M. [N] [S], assisté de sa fille, Mme [B] [S], a déclaré avoir signé un nouveau contrat de travail le 31 mars 2025 et vouloir reprendre le paiement de son loyer courant dès la perception de son premier salaire. Il a également précisé vouloir se maintenir dans son logement dans l’attente de l’obtention d’un nouveau logement, plus adapté à la situation familiale.

Bien que régulièrement assignée par acte de commissaire de justice délivré à personne, Mme [R] [O], épouse [S] n’a pas comparu et ne s’est pas fait représenter. Elle n’a pas fait connaître les motifs de son absence.

En application de l'article 24 V de la loi n° 89-462 du 6 juillet 1989, les parties ont été invitées à produire tous éléments relatifs à l’existence d’une procédure de traitement du surendettement au sens du livre VII du code de la consommation. M. [N] [S] a indiqué ne pas faire l’objet d’une telle procédure.

En cet état l’affaire a été mise en délibéré, la décision étant prononcée par mise à disposition au greffe le 16 mai 2025.

MOTIVATION

En application de l’article 472 du code de procédure civile, si le défendeur ne comparaît pas, il est néanmoins statué sur le fond, le juge ne faisant alors droit à la demande que dans la mesure où il l’estime régulière, recevable et bien fondée.

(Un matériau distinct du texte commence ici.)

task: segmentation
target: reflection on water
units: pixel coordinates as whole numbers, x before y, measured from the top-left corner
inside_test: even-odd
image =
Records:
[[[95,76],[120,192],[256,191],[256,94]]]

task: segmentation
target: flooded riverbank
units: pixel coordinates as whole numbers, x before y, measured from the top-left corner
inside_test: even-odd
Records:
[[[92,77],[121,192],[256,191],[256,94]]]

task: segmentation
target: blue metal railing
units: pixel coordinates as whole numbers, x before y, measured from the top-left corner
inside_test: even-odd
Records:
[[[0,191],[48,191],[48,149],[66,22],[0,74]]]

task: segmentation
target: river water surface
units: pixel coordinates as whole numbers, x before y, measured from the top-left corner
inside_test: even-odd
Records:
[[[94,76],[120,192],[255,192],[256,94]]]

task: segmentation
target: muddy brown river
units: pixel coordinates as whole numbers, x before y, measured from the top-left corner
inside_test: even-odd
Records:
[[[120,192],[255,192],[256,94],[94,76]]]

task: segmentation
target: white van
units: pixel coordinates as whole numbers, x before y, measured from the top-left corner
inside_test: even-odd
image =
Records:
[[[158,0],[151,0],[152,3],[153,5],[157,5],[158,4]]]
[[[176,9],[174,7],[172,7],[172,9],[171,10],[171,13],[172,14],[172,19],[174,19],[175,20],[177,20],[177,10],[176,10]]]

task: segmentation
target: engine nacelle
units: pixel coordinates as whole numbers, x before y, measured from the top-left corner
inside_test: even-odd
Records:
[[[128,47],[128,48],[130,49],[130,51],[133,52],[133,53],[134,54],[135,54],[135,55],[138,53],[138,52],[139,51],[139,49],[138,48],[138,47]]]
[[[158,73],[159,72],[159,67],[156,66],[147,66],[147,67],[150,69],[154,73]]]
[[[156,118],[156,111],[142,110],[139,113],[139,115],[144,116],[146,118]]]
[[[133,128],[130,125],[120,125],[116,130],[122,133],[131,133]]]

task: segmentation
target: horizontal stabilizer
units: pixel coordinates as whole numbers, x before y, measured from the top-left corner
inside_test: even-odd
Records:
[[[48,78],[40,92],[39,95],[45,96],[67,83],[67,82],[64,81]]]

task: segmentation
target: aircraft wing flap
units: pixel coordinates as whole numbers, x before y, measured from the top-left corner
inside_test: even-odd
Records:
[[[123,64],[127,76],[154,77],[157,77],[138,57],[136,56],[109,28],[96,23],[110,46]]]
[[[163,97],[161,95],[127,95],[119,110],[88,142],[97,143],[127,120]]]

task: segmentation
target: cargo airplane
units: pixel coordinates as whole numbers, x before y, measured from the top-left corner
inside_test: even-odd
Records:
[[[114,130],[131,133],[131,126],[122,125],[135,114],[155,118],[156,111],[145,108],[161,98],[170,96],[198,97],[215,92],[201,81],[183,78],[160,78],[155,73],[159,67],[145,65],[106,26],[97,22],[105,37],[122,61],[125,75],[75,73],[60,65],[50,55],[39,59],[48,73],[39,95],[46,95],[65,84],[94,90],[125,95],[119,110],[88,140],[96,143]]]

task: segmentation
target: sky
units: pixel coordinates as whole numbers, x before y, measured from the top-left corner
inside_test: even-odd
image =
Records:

Sur la demande de constat de la résiliation du bail Sur la recevabilité de la demande

La société AIGUILLON CONSTRUCTION justifie avoir notifié l’assignation au représentant de l’État dans le département plus de six semaines avant l’audience. Elle justifie également avoir saisi la commission de coordination des actions de prévention des expulsions locatives deux mois au moins avant la délivrance de l’assignation.